Quels sont les critères à remplir pour avoir la chance de figurer sur la célèbre une ? Notons d’abord que la gloire va à la notoriété : il s’agit d’une consécration, plus souvent encore d’une confirmation, jamais d’une découverte. D’autres éléments entrent en jeu : les femmes semblent l’emporter sur les hommes, et mieux vaut être belle, noble, riche, adulée par la fortune ; cette brillante vitrine nous présente en effet l’image stéréotypée d’un bonheur inaccessible et convenu, celui d’un monde où les princesses et autres célébrités continuent de faire rêver la bergère qui sommeille en chacun d’entre nous… Quelques turbulences sentimentales, parmi les heureux élus, ne sauraient entamer le modèle d’une vie familiale obéissant aux normes définies par la morale sociale : comme en grammaire, chaque exception – et Dieu sait si elles sont nombreuses – confirme la règle. De toute façon, l’ordre ne sera pas menacé puisqu’il est hors de question d’accueillir dans ce paradigme du conformisme la moindre figure rebelle ou révoltée, voire un peu marginale...

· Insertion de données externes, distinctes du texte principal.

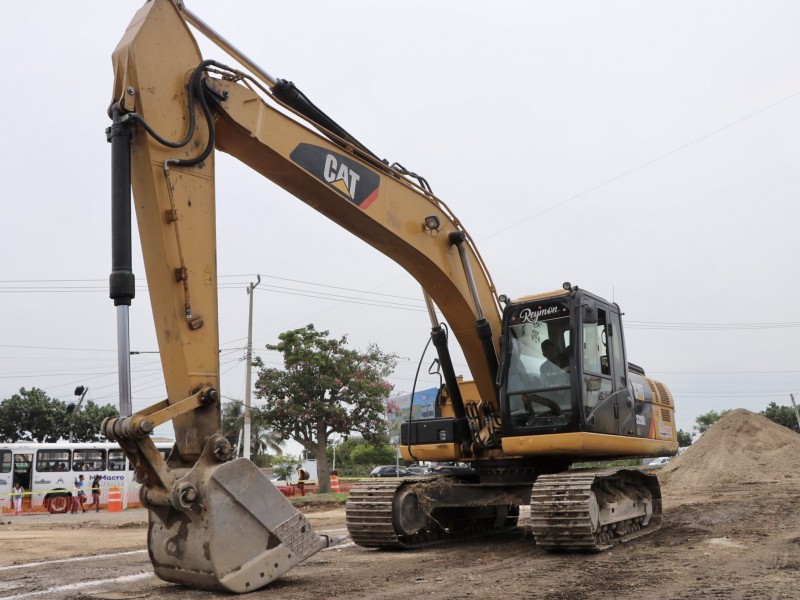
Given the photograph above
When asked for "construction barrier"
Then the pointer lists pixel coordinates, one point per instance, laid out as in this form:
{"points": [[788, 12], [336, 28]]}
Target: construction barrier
{"points": [[114, 499]]}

Force est de constater que le personnage d’Hélène obéit à tous ces critères. Nous ne nous attarderons pas sur les plus extérieurs, évidents. La reine de Lacédémone est noble – elle est même fille de Zeus, ce qui est autrement prestigieux que de descendre du prince Rainier – et reconnue par tous comme la plus belle femme du monde. Nul ne la voit sans tomber sous son charme. On connaît le passage célèbre où les vieillards de Troie, à la porte Scée, ne peuvent s’empêcher de lui accorder leur admiration : « Il ne faut pas s’indigner si Troyens et Achéens aux beaux jambarts, pour une telle femme, souffrent longtemps des douleurs[1]» Il est tentant de la réduire à cette séduisante apparence : c’est ainsi qu’Euripide, dans la tragédie qu’il lui a consacrée, imagine que ce ne fut qu’un fantôme qui accompagna Pâris à Troie, tandis que la véritable Hélène vivait à la cour de Protée en Égypte. Cette beauté fatale, ce romanesque enlèvement, et la somme de destins mis en branle par un épisode qui relève d’abord de la vie privée, tout cela ne manque pas de faire du personnage un aliment exceptionnel offert à l’imaginaire collectif… Et d’ailleurs, comme on finit par ne voir en l’existence de Caroline de Monaco que l’occasion des belles couvertures de Paris Match, Hélène elle-même finit par se persuader n’avoir vécu que pour nourrir la future épopée homérique : « Zeus nous a fait une mauvaise destinée afin que plus tard nous soyons un sujet de poème pour les hommes à venir[2]. »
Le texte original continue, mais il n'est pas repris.